What Rizal saw of our future


Today we honor what would have been the 161st birth anniversary of José Rizal, if he himself had not seen that he would “have a short life,” as he said, snapping back at his sisters, who were teasing him for being such a small boy “eating as if every meal was for his entire lifetime.”

Never rooted in place, Rizal had had his imagination stirred since childhood by his mother’s after-supper biblical stories and his father’s retelling of the epics of Napoleon Bonaparte and Alexander the Great.

If he was not in the past, buried in the books of Virgil and Cicero, Rizal was in the future or elsewhere. On the banks of Laguna de Bay, “gazing on the horizon,” as Nick Joaquin wrote in the biography Rizal in Saga, he “would wonder if the ‘countries’ on the other side of the lake were happier.”

Growing up in Calamba, he had a sense he was destined for greatness. When his sisters found him molding clay into a bust of Bonaparte in his likeness, they taunted him about his Napoleonic delusions.

He retorted, “Go on, laugh, but when I die, see if they don’t erect monuments in my honor!”
His death, Rizal also foretold in a nightmare while in Madrid. On Jan. 1, 1883, he wrote in his journal that he dreamed he died two days before, meaning on Dec. 30, the day he would be executed at Luneta 14 years later.

Versed in 22 languages, Rizal was bound by neither space nor time. Among the blooms of Intramuros, he might as well have been in the gardens of Europe, like Crisostomo Ibarra in Noli Me Tangere, whose experience of being in two places at once Rizal called el demonio de las comparaciones in the novel.
In 1888, when he found Antonio Pigafetta’s account of Ferdinand Magellan’s arrival in its Italian original in London, he entreated his friend Marcelo del Pilar to have the Filipinos in Spain translate it into Spanish or Tagalog, so “that it may be known how we were before 1521.”

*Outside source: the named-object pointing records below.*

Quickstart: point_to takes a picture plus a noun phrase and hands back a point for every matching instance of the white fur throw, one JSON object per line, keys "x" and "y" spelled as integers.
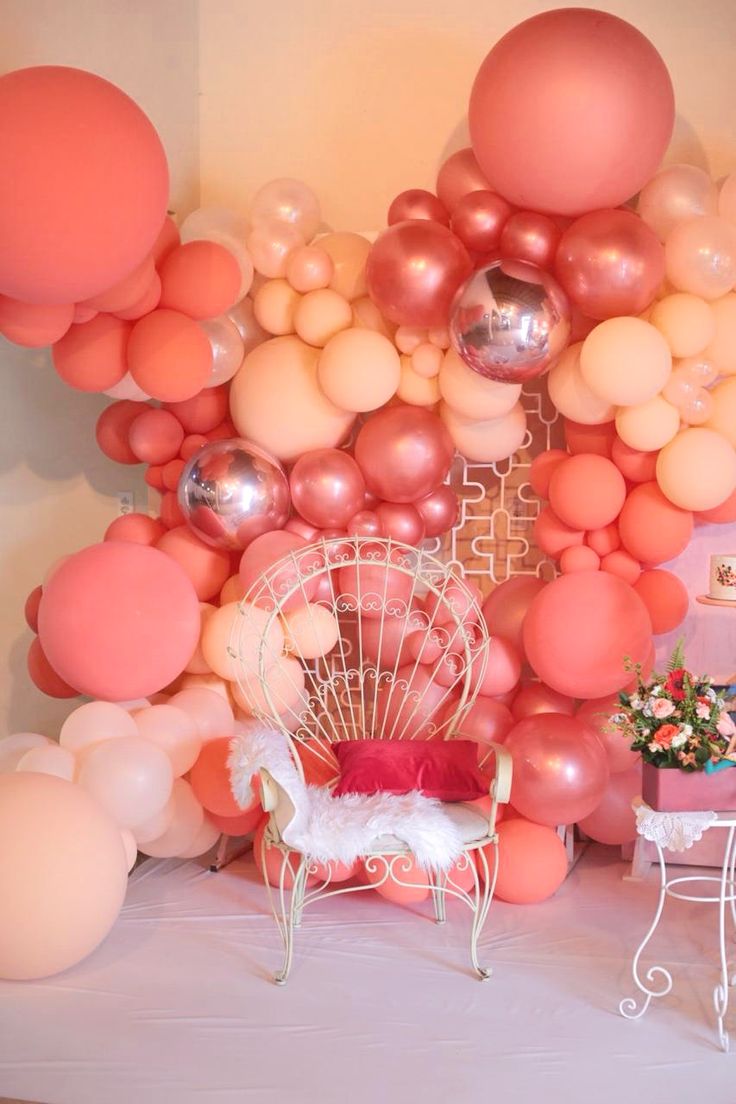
{"x": 341, "y": 828}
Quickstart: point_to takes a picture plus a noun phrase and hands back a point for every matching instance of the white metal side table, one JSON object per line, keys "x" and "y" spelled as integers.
{"x": 676, "y": 831}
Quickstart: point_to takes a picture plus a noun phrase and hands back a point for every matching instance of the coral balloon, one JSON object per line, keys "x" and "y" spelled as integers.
{"x": 526, "y": 127}
{"x": 579, "y": 630}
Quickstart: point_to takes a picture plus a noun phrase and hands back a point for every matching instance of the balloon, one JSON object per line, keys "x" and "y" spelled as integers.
{"x": 130, "y": 777}
{"x": 610, "y": 263}
{"x": 532, "y": 862}
{"x": 579, "y": 630}
{"x": 173, "y": 731}
{"x": 530, "y": 236}
{"x": 169, "y": 356}
{"x": 560, "y": 768}
{"x": 547, "y": 149}
{"x": 232, "y": 491}
{"x": 309, "y": 268}
{"x": 596, "y": 713}
{"x": 653, "y": 529}
{"x": 459, "y": 176}
{"x": 94, "y": 197}
{"x": 277, "y": 403}
{"x": 404, "y": 453}
{"x": 92, "y": 357}
{"x": 612, "y": 820}
{"x": 439, "y": 510}
{"x": 287, "y": 201}
{"x": 414, "y": 269}
{"x": 119, "y": 621}
{"x": 510, "y": 321}
{"x": 701, "y": 256}
{"x": 587, "y": 491}
{"x": 478, "y": 220}
{"x": 359, "y": 370}
{"x": 63, "y": 874}
{"x": 417, "y": 203}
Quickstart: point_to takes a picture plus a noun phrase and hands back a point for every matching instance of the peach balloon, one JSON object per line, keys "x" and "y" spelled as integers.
{"x": 648, "y": 426}
{"x": 63, "y": 874}
{"x": 276, "y": 401}
{"x": 685, "y": 321}
{"x": 93, "y": 723}
{"x": 697, "y": 469}
{"x": 626, "y": 361}
{"x": 359, "y": 370}
{"x": 701, "y": 256}
{"x": 572, "y": 395}
{"x": 310, "y": 632}
{"x": 471, "y": 395}
{"x": 173, "y": 731}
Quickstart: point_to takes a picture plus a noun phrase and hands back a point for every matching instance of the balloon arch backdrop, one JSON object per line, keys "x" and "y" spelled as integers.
{"x": 531, "y": 367}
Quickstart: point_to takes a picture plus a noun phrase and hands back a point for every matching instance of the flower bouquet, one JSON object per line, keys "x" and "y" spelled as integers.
{"x": 681, "y": 726}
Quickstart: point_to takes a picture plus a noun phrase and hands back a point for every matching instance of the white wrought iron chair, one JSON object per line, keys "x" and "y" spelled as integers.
{"x": 380, "y": 592}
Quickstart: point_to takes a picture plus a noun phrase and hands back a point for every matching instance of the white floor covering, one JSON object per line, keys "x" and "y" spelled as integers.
{"x": 381, "y": 1008}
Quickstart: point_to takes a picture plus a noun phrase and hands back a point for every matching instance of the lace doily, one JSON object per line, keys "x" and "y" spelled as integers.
{"x": 675, "y": 831}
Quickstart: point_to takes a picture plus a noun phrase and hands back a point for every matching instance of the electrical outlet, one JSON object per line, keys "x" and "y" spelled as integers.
{"x": 126, "y": 502}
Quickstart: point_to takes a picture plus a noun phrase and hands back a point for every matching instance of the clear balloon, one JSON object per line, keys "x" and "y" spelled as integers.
{"x": 510, "y": 321}
{"x": 232, "y": 491}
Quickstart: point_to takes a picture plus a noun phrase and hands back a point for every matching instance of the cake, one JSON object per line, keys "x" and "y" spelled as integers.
{"x": 723, "y": 577}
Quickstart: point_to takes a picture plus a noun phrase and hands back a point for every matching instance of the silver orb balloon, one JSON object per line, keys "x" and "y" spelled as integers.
{"x": 232, "y": 491}
{"x": 510, "y": 321}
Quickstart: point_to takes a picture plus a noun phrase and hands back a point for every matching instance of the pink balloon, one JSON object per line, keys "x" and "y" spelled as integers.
{"x": 413, "y": 272}
{"x": 439, "y": 510}
{"x": 614, "y": 820}
{"x": 417, "y": 203}
{"x": 404, "y": 453}
{"x": 479, "y": 219}
{"x": 530, "y": 236}
{"x": 459, "y": 176}
{"x": 560, "y": 768}
{"x": 558, "y": 124}
{"x": 610, "y": 263}
{"x": 401, "y": 521}
{"x": 327, "y": 487}
{"x": 118, "y": 621}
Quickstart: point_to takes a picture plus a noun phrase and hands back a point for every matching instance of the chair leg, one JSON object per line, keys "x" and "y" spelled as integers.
{"x": 482, "y": 898}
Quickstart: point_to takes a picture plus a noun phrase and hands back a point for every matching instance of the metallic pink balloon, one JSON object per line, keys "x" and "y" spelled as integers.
{"x": 401, "y": 521}
{"x": 610, "y": 263}
{"x": 417, "y": 203}
{"x": 413, "y": 272}
{"x": 561, "y": 770}
{"x": 404, "y": 453}
{"x": 439, "y": 510}
{"x": 530, "y": 236}
{"x": 458, "y": 176}
{"x": 327, "y": 487}
{"x": 479, "y": 219}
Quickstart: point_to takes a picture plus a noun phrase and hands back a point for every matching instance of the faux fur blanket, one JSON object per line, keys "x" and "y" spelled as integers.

Historians continue to argue among themselves whether Rizal sparked or opposed the Philippine Revolution of 1896-1898. Pio Valenzuela’s testimony before a military court in 1896 that Rizal was against the revolt is partly the reason, although 20 years later, Valenzuela clarified that his testimony, made under duress, was an attempt not to implicate Rizal in the uprising. Rizal did think that the revolution was ill-timed. His advice was to wait until the weapons were secured and that the rich and the intelligentsia were on board.

Rizal no doubt had the highest goals for the Philippines. In 1879, when he was 18, he wrote “Bella esperanza de la Patria mia (fair hope of my nation)” in his poem A la Juventud Filipina, which won him a silver as well as a scolding because for Filipinos in those days, “whether Spanish, Chinese, or indigene blood, there was only one nation: la Madre España.” In 1878, he also shared in his journal about the “great development in me of patriotic sentiments.”

Contrary to popular notion, Rizal is no national hero, but he is the most celebrated in the country and beyond. His legacy rests in his ideas about the riches of our pre-conquest past, the evils of colonial rule, and the possibilities unleashed by national consciousness.

Back when he was said to want the Philippines to be a province of Spain, José Rizal addressed Filipino expatriates in Europe and told them, “I have seen the future and it’s national.”